In this study we found no statistically significant differences among the populations, both in terms of genotype frequency (P = 0.2254) and allelic frequency (P = 0.2049). There was a higher prevalence of the p53Arg allele in the case group, but the prevalence of the p53Pro allele was higher in the control group (Table 4). The distribution of sperm was not significantly different between the polymorphic variants, indicating that the importance of each clinical characteristic does not depend on the genotype present in the analyzed patient.

The controversy surrounding the data on p53 in the literature can be attributed to ethnic differences among the populations studied. Moreover, other factors such as the sample size, the type of sample used as a source of DNA, the detection technique used, and variations in the laboratory protocol may have contributed to the discrepancy in the results (Brenna et al., 2004).

Oscillation or genetic drift, acting together with natural selection, involves random fluctuations in the frequency of alleles; owing to sampling errors, there is a tendency to set one or the other allele, especially in very small populations (Rotter et al., 1993). Thus, genetic drift may also be associated with the discrepancy in the results found in the literature, because the stability of the allelic frequencies varies greatly according to the size of the population.

Both TP53 isoforms are able to stimulate repair and apoptosis, but with different efficiencies. For this reason, the polymorphism in codon 72 may serve as a genetic modifier, allowing the balance of the biological processes as a result of ecological and/or evolutionary adaptation (Siddique and Sabapathy, 2006). Each polymorphic variant may have been selected by evolution for a given specific function. One can hypothesize that when subjected to certain cellular stress signals, an individual carrier of the p53Arg variant might respond by preferentially triggering apoptosis, whereas a carrier of the p53Pro allele might trigger the repair of the affected cell.

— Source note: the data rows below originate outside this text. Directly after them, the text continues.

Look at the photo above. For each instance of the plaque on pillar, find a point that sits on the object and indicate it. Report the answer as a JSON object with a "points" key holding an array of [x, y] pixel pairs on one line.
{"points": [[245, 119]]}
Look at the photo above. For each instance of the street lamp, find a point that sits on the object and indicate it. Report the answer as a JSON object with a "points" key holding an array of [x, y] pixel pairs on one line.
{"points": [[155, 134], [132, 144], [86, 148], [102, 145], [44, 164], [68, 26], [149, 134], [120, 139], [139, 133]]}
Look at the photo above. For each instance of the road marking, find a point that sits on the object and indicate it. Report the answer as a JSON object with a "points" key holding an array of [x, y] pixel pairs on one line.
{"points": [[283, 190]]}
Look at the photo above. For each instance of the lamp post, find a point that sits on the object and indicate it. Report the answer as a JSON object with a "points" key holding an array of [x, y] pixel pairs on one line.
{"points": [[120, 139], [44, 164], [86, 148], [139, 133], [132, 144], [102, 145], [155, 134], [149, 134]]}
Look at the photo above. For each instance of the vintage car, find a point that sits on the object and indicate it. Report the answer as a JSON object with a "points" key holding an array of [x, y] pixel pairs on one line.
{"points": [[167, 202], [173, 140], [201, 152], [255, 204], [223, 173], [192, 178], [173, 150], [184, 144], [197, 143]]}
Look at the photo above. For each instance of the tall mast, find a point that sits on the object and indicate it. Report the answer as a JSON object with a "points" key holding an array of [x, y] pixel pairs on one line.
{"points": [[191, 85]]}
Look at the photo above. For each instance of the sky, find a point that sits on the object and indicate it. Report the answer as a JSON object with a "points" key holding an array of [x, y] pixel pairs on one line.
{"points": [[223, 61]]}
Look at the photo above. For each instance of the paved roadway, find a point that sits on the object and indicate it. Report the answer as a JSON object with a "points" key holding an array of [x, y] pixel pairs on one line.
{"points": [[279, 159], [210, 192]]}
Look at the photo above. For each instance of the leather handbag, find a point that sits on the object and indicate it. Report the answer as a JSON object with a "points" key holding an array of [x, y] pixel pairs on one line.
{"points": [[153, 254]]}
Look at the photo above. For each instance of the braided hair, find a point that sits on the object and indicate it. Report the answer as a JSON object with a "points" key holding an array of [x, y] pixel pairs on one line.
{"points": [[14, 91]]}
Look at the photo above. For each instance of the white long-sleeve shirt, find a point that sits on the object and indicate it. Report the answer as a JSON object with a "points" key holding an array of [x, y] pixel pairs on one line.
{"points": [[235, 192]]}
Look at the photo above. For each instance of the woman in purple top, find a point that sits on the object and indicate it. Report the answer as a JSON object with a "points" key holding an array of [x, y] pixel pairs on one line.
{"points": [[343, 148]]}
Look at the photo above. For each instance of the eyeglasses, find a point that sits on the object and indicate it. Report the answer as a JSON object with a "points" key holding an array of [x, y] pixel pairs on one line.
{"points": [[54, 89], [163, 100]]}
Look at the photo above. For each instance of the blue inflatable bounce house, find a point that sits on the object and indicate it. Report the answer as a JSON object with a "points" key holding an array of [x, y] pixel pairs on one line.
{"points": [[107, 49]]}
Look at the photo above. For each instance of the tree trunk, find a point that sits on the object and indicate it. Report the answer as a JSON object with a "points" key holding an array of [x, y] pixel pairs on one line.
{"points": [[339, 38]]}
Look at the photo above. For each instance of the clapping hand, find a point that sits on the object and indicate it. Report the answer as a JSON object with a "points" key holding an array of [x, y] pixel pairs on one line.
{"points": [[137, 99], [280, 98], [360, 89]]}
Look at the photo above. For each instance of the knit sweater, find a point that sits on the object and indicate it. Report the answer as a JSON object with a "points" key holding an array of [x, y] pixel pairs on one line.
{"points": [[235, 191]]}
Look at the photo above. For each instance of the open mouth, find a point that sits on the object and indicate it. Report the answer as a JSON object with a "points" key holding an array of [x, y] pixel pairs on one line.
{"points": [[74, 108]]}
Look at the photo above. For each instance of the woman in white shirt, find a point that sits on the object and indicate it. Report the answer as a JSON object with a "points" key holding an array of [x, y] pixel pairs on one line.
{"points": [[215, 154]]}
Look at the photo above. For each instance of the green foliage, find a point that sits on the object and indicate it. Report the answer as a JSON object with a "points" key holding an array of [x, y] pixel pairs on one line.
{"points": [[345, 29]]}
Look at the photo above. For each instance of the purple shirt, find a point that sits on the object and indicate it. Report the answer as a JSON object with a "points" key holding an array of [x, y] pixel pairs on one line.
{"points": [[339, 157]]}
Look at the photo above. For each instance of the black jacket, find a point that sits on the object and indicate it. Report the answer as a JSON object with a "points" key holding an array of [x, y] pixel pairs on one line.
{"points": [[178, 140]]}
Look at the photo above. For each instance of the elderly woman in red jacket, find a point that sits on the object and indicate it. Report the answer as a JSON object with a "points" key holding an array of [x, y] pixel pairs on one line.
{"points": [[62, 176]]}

Apoptosis can be the first line of defense of the body to genotoxic stress in carriers of the p53Arg allele. This fact is supported by clinical data showing that patients with this variant without mutations of the TP53 gene respond more satisfactorily to chemotherapy and survive longer compared with carriers of the p53Pro allele (Siddique and Sabapathy, 2006). However, p53Pro induces blockade of the cell cycle in G1 and p53-dependent activation of repair mechanisms more effectively than p53Arg (Dumont et al., 2003; Bojesen and Nordestgaard, 2008).

Schwartz et al. (1993) postulated that a lack of p53 significantly affects the overall yield of sperm motility, indicating that a lack of TP53 reduces the “functional” yield of spermatozoa because they observed a higher percentage of abnormal spermatozoa and reduced fertility.

A role for p53 in spermatogenesis was suggested by the observation that changes in TP53 expression are associated with the main phase regulating meiotic progression with a peak in the pachytene stage (Schwartz et al., 1993), and Trp53-deficient mice exhibit degenerative syndrome manifested by the occurrence of giant cells (Rotter et al., 1993).

In the current study the genotypic and allelic frequencies were not significantly different among the groups, suggesting that the TP53 gene polymorphism in codon 72 is not associated with the pathogenesis of idiopathic male infertility or failure of spermatogenesis.